With CNNs, ViT and PSO for feature fusion in a Multitask Network (MTN), the proposed model shows exceptional efficacy in diabetic retinopathy (DR) diagnosis which achieves a classification accuracy of 98.9%, with strong precision and recall. The multi-view and multi-task integration shows promise for enhancing diabetic retinopathy screening. However, clinical validation and multi-center evaluations are required before confirming deployment readiness. This study lays a foundational step toward more interpretable and scalable AI-based DR diagnostics. The integration of macula and optic disc centered views of retinal pathology within the model allows for a complete retinal pathology analysis and precise DR grading and lesion localization. The framework balances local feature extraction via CNNs and global contextual analysis with the ViT to address the inherent multi-view learning challenges. With further feature fusion by including PSO in our system, it optimizes the contribution of each view and increases the robustness of the final prediction. Validation of the model across multiple metrics, including precision, recall and an F1 score, suggests the model’s potential for actual clinical implementation.

In spite of promising results, the proposed framework has several limitations. First, the model is trained and validated solely on the DRTiD dataset; generalizability to other datasets or imaging devices has not yet been tested.

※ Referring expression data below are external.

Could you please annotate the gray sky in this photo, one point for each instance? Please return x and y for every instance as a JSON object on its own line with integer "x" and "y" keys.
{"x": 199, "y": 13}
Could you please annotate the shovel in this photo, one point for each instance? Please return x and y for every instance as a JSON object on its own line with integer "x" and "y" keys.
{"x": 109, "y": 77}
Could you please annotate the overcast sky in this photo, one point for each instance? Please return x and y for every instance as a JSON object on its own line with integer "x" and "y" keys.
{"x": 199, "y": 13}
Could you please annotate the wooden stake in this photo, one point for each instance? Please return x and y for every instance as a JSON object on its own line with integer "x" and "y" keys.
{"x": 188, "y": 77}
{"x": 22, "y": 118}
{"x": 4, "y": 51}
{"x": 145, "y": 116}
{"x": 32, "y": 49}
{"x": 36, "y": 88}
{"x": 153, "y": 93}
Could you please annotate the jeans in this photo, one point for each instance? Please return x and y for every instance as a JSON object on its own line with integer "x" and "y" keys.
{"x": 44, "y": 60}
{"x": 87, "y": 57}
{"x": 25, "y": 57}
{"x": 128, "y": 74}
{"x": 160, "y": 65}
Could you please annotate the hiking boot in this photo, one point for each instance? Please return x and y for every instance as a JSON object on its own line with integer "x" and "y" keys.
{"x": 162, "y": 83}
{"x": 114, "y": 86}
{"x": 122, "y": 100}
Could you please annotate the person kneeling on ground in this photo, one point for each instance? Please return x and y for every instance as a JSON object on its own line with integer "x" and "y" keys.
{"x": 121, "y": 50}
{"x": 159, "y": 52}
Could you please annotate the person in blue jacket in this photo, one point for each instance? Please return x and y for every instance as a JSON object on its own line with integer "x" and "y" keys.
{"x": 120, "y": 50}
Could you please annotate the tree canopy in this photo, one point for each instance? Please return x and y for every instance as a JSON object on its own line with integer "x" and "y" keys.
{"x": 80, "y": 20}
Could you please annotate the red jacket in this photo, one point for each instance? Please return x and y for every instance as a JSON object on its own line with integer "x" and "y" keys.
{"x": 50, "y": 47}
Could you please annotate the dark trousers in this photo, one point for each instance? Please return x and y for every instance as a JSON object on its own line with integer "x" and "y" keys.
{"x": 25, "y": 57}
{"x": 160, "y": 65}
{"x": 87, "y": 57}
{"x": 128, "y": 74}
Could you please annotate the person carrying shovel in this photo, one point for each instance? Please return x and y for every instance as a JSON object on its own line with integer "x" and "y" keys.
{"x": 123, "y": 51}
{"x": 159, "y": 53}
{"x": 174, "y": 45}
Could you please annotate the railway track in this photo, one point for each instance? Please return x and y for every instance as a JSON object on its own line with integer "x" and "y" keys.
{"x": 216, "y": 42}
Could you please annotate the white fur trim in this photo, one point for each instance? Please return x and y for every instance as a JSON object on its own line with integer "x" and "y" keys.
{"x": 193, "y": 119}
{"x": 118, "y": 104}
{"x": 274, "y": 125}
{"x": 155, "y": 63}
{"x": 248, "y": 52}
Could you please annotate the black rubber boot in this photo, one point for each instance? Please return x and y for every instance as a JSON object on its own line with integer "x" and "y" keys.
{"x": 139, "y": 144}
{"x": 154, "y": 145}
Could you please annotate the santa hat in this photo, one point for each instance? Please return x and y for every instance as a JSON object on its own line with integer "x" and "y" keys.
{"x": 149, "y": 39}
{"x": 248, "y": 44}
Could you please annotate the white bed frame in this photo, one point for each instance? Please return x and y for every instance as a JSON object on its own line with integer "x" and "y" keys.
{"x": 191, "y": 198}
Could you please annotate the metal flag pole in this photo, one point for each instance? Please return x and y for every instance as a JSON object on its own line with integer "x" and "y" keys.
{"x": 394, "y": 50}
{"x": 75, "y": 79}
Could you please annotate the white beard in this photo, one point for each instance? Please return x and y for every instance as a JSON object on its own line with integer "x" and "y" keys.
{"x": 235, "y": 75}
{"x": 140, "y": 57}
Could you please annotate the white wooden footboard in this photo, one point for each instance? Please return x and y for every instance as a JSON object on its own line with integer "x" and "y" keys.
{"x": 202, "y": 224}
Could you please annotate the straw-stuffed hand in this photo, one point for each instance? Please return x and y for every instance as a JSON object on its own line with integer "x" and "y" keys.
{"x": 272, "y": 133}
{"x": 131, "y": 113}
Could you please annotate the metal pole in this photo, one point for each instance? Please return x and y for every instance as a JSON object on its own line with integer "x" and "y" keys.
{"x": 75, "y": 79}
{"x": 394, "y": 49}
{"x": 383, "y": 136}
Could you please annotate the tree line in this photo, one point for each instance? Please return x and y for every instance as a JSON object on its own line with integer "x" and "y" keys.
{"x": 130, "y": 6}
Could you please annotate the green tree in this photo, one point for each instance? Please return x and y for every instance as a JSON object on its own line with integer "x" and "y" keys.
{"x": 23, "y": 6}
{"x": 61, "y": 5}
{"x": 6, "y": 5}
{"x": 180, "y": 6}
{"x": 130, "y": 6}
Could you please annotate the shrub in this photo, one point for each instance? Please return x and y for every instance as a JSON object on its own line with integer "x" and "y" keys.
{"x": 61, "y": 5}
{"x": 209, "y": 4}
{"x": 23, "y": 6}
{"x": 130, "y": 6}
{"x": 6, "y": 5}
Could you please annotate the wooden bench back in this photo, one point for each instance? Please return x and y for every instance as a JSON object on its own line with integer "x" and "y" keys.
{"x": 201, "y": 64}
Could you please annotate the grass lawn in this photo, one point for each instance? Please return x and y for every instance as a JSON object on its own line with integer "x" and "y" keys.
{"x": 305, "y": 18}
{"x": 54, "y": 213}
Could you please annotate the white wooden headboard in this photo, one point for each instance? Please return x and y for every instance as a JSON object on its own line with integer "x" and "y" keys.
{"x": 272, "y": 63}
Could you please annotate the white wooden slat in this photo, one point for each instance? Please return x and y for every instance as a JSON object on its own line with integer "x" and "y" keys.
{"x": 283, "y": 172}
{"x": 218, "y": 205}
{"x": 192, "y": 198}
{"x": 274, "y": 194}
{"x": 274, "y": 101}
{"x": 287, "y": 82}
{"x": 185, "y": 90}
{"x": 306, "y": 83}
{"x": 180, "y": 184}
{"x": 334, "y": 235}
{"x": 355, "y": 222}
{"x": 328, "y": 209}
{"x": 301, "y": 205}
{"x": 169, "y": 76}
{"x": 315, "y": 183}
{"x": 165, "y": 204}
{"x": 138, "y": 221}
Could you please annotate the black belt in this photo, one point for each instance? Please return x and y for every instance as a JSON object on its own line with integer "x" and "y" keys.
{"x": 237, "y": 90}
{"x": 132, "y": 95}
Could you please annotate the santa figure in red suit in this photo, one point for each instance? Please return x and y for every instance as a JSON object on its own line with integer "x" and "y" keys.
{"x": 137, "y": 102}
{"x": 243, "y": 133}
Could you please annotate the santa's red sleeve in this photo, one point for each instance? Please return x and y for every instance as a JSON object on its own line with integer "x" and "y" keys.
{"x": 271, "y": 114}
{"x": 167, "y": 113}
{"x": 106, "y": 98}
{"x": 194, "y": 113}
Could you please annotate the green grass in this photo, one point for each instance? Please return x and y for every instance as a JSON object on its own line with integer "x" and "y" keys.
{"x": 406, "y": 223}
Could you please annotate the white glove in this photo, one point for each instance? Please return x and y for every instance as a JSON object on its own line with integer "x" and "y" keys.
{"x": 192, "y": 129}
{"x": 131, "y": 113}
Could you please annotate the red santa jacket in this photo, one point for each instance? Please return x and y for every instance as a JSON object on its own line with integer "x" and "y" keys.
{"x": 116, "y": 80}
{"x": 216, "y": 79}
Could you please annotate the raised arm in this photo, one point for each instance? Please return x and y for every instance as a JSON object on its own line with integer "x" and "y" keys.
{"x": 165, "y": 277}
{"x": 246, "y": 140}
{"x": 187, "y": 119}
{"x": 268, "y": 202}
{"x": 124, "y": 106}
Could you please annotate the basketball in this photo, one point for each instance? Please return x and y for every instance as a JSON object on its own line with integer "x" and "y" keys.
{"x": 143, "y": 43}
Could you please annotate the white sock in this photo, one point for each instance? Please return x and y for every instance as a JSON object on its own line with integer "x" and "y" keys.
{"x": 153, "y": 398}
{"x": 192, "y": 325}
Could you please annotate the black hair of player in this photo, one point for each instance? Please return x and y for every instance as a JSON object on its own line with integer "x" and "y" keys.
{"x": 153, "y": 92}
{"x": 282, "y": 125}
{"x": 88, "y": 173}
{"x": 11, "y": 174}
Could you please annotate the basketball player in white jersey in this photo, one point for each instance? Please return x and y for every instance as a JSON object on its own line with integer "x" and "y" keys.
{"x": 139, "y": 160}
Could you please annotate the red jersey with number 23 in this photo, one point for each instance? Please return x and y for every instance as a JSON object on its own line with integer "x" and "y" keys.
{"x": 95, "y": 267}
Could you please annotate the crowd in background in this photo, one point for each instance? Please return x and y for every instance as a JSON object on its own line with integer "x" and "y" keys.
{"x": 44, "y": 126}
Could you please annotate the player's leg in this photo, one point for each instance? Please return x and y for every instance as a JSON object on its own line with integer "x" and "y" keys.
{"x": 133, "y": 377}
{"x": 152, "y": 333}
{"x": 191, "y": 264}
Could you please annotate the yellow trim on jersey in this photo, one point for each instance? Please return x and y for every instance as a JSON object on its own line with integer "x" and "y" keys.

Second, the model’s reliance on precise bounding box annotations limits its applicability in scenarios where such annotations are unavailable or inconsistent. Third, although inference is feasible on workstation-level hardware, deployment in mobile or embedded clinical devices requires further optimization through pruning or quantization. Additionally, the PSO optimization process, while effective, may increase training time and requires careful hyperparameter tuning. Lastly, this study does not include statistical hypothesis testing (e.g., McNemar’s test) to validate the significance of performance improvements over baseline models. Future work will focus on addressing these limitations by extending the framework to other ocular diseases, incorporating semi-supervised learning to reduce annotation dependency, and conducting prospective clinical evaluations.